A Limerick publican has said he had to shut the doors of his 111-year-old pub after the price of overheads was no longer sustainable.
The largest number of closures were seen in Limerick, with 32% fewer pubs in the county since 2005.
In May of this year, Anthony O'Dwyer shut the doors of O'Dwyers Pub on Wolfe Tone Street, Limerick, for the final time.
Despite opening in 1912, the pub could no longer continue in business after a difficult period during COVID, followed by an increase in the price of overheads.
Speaking to Lunchtime Live, Mr O'Dwyer said he had run the pub for 17 years prior to the pandemic.
"Times have changed and cultures have changed," he said.
"Overheads have gone up, and COVID kicked in and we made a very tough decision.
"I was very sad to close, but it was just reality."
Since the closure, Mr O'Dwyer said he has moved to The Hurlers pub in Castletroy, which has a larger "catchment area" than Wolfe Tone Street.
"With the pressures of insurance, electricity costs going through the roof, inflation has kicked in – it's tough trading times for small businesses," he said.
Mr O'Dwyer said he had built strong relationships with the punters in O'Dwyers.
"There are friends of mine that are there for life ... there's a lot of great customers there, regular customers, worktime drinkers and daytime drinkers," he said.
"A lot of those lads passed away, and that's what's happening with a lot of rural pubs."
Mr O'Dwyer said changes in the "style of drinking" means people are drinking less.
"Through inflation and through overheads, it's less of a visit," he said. "People are looking for more value."
Gerald Hough, owner of J.J. Houghs in Offaly said the "national obsession" with the price of a pint is impacting publicans.
"The price of losing these places forever will be a lot greater than the price of a few pints," he said.
"'We're on the river Shannon but it's a small, small town ... we used to have like 11 bars, and now we have four the moment.
"Pubs are part of what's referred to as 'third places' – it's not work, [it's] the places where people meet, pubs in Ireland, cafes in France, churches and barbers... are the anchors of our communities.
"Social participation in society, in general, is in decline.
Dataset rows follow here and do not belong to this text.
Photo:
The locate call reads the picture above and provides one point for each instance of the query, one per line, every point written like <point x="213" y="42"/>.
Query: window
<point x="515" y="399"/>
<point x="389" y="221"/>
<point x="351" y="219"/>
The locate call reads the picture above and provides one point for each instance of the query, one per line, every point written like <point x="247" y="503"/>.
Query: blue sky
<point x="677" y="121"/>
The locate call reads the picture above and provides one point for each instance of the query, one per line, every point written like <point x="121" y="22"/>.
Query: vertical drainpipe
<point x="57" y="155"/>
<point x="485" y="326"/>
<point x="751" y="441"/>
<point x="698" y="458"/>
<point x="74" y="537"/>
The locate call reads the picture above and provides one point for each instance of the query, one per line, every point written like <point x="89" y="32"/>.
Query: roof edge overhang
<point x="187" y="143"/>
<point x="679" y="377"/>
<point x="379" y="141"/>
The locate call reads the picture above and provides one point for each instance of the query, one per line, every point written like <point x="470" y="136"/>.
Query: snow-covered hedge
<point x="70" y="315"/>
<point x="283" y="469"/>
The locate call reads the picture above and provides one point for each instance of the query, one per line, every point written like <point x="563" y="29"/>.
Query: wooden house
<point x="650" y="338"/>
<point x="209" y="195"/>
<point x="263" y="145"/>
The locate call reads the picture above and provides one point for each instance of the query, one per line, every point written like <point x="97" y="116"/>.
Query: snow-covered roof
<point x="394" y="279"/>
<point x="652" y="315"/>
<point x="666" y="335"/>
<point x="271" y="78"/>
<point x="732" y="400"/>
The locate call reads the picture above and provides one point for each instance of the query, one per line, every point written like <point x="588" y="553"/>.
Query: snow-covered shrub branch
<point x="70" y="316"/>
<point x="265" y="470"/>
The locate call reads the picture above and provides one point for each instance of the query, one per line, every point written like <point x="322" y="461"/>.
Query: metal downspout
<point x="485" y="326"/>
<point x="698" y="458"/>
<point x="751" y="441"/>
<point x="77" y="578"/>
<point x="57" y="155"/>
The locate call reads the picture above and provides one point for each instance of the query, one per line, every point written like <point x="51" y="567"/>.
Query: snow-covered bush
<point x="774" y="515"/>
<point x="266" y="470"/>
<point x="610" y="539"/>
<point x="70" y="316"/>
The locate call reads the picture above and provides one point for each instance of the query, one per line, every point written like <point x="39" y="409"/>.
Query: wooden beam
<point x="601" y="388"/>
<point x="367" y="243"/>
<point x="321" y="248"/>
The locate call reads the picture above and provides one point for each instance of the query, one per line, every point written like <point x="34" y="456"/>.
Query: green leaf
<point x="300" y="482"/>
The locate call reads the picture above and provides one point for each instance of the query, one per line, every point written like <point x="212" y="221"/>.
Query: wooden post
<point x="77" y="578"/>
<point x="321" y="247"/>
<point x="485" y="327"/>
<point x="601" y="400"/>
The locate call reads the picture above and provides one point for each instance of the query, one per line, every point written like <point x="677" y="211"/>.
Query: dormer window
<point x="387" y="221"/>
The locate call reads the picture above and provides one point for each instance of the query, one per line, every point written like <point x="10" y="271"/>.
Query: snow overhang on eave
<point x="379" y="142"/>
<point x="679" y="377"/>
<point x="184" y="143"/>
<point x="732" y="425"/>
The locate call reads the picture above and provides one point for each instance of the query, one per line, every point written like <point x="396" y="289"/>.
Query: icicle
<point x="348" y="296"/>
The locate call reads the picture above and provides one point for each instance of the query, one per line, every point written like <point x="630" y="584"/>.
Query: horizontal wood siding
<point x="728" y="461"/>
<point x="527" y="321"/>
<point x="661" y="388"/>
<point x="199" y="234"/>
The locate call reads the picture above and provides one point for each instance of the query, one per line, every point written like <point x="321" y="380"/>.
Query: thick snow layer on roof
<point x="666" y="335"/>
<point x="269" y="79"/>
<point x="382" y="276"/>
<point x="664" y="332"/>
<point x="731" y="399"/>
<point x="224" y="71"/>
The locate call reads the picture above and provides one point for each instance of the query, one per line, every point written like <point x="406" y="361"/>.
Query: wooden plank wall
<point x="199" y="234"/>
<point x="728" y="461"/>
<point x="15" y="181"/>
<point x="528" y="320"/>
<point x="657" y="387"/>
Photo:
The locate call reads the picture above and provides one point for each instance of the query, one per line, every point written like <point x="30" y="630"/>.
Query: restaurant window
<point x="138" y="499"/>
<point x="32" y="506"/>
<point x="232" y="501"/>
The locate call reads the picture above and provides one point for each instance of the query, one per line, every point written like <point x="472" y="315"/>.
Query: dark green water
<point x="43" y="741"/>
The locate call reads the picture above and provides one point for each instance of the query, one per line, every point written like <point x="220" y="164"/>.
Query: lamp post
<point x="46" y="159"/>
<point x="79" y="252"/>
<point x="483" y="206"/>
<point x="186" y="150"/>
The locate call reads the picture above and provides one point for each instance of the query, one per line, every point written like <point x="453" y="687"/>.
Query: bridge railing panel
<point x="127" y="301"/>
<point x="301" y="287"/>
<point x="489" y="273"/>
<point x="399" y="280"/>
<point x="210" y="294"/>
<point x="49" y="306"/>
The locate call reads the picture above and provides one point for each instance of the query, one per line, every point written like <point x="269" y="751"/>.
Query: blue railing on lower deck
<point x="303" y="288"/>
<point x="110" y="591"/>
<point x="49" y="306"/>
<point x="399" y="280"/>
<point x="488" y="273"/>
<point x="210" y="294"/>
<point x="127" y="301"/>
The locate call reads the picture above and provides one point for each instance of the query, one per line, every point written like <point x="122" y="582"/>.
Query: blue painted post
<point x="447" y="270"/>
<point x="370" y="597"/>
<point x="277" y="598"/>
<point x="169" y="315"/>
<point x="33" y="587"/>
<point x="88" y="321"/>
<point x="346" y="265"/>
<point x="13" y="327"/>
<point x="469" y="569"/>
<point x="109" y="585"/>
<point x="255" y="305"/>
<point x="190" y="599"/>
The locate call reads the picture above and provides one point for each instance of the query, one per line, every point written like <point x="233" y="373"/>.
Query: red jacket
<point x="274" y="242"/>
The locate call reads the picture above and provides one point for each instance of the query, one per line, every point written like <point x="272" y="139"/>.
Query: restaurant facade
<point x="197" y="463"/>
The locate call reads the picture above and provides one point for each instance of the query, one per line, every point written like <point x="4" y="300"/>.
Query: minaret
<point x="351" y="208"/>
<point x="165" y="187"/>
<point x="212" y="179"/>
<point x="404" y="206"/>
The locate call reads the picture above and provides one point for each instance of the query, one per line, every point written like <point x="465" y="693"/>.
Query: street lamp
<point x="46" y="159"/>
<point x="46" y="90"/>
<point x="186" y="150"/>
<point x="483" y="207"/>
"We've live music here seven nights a week to try and drum up business."
Michael Coyne, owner of Coyne's Gastropub in Connemara, said for rural communities, the public is still the foundation of socialisation.
"I was at a funeral ... people came together and had jokes and cried and it was all done in the pub," he said. "It's a psychological thing."
"At the end of the night, people wanted to get away home, they didn't want to drink and drive, but there were no taxis.
"So, you have this in cities in towns, but when it comes to rural areas you don't have those services, so pubs are up against that."